The code alternates between Player 1 and Player 2, so QBot learns to play in both seats.

• RandomBot: samples uniformly among legal moves. It is ideal for early training because it exposes many different opening positions quickly. However, once QBot becomes competent, games against RandomBot rarely progress into rich mid/late positions, so it provides diminishing returns. It may also reinforce blunder plays from QBot, as long as the game is won by QBot.
• AlternateBot: plays myopically (tries to win now, otherwise blocks an immediate loss) for an early, randomly chosen number of plays and then switches to random play. This curriculum forces the game past the opening so QBot experiences, explores, and updates on late‑game structures. The trade‑off is that, after switching to random, AlternateBot may fail to punish certain blunders, so QBot is not always corrected for every mistake.
• MyopicBot: a deterministic, tactical baseline: if a winning move exists this turn, it takes it; else if the opponent could win next turn, it blocks; otherwise it picks randomly among remaining legal moves. Training against MyopicBot provides consistent punishment for obvious tactical errors and requires QBot to spot immediate wins and blocks.
• HorizonBot: a lookahead opponent that searches N plies (half-moves) ahead using negamax/minimax with alpha-beta pruning. For each legal move, it simulates the best play from both sides up to depth N; if the horizon is reached, it falls back to a heuristic that favors immediate wins, avoids moves that allow an immediate loss, and rewards strong 3-in-a-row potential (with extra value on stable RED-based plans vs spoilable GREEN/YELLOW). Stronger than MyopicBot at spotting multi-move tactics, but slower as N increases.

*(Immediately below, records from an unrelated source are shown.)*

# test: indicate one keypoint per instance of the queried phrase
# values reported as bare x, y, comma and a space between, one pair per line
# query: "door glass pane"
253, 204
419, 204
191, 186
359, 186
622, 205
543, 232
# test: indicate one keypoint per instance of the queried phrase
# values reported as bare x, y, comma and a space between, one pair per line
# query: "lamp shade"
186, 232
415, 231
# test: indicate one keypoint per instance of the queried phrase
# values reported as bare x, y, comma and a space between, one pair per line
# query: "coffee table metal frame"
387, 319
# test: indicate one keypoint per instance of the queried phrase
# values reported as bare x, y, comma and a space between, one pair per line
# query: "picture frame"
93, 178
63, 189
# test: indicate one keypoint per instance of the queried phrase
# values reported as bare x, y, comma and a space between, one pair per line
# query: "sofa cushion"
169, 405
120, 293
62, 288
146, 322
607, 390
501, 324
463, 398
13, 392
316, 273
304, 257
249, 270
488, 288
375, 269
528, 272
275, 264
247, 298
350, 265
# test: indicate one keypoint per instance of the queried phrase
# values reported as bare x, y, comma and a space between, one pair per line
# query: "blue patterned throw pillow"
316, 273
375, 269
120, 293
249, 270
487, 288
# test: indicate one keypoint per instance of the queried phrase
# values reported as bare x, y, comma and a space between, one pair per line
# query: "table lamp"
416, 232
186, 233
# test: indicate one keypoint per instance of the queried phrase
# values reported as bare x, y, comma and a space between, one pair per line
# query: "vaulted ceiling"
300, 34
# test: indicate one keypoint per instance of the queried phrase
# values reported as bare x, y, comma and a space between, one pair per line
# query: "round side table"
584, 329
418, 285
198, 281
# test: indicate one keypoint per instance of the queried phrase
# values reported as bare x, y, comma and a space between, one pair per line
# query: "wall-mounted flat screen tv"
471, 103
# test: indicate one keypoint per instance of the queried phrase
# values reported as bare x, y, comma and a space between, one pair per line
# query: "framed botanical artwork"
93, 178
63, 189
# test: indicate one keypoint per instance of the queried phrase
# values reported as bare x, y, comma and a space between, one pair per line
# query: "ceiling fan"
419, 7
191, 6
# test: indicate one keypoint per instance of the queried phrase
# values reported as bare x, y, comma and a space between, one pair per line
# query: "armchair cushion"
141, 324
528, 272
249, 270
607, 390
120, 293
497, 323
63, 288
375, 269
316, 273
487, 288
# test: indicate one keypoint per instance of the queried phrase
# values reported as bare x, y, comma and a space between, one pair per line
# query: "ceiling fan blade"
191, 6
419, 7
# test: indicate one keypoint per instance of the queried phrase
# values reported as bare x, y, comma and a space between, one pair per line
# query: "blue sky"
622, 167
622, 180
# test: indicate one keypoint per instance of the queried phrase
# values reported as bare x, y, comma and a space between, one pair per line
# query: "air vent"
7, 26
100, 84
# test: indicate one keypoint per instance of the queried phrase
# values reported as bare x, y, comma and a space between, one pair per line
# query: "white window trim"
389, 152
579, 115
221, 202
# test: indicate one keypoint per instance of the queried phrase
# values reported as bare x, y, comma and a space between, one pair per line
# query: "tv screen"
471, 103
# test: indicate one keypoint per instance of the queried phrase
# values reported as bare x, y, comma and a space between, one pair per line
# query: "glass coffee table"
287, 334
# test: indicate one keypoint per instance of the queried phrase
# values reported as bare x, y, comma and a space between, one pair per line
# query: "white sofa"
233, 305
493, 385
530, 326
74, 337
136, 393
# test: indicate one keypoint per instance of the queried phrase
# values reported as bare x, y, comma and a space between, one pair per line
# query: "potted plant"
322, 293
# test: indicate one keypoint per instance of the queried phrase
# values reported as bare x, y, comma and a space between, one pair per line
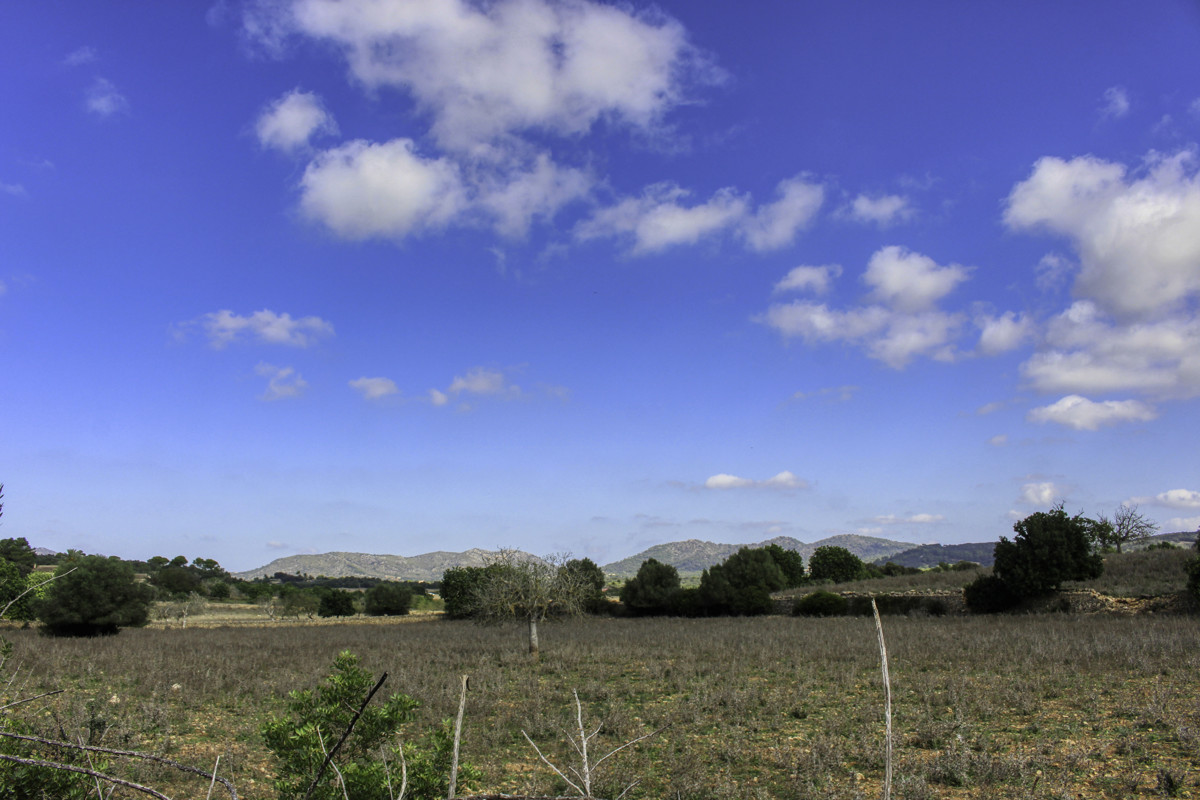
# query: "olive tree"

Curriculum Mode (%): in addition to training against a single fixed opponent, the training includes a curriculum mode that mixes multiple opponents with percentages (summing to 100%). Each game, the opponent type is sampled according to these weights (e.g., 70% QBot self-play, 20% HorizonBot, 10% AlternateBot). This reduces overfitting to any single opponent style (it was, in fact, developed with self-play case in mind) and helps the agent see a wider range of mid/late-game positions.

Self‑play note: a QBot‑vs‑QBot mode is a natural extension for covering late‑game slips that baseline bots might miss and, in principle, it would double data throughput (both players learn simultaneously). This training code also includes QBot-vs-QBot, even though I only recommend it after a somewhat intense training with the Baseline Opponents.

• Atomic Q‑table saves. When writing qtable.json, the code first writes to a temporary file (e.g., qtable.json.tmp), flushes to disk, and then performs an atomic rename. If the process stops mid‑write, the previous qtable.json remains intact. Crucial if qtable.json is huge.
• Delta logger. Every Q‑value update is appended to a newline‑delimited JSON file (e.g., q_deltas.jsonl) as a compact record {s, a, v} containing the updated entry. On resume, the code replays all logged deltas into memory (or into an existing Q‑table) and then commits a single atomic save. After a successful consolidation, the delta file is rotated (e.g., renamed to q_deltas.jsonl.done) so it is not re‑applied.
• Checkpoints and safe interrupt. Periodically, and on Ctrl‑C, the code writes a checkpoint (e.g., *_checkpoint.json) storing the next game index and the current exploration rate $\varepsilon$. On interrupt, it also flushes any outstanding deltas and performs one last atomic save, so training can be resumed exactly where it stopped without losing Q‑table progress.

• Python 3.x. No external pip dependencies.
• On Linux, install Tkinter if missing: sudo apt install python3-tk.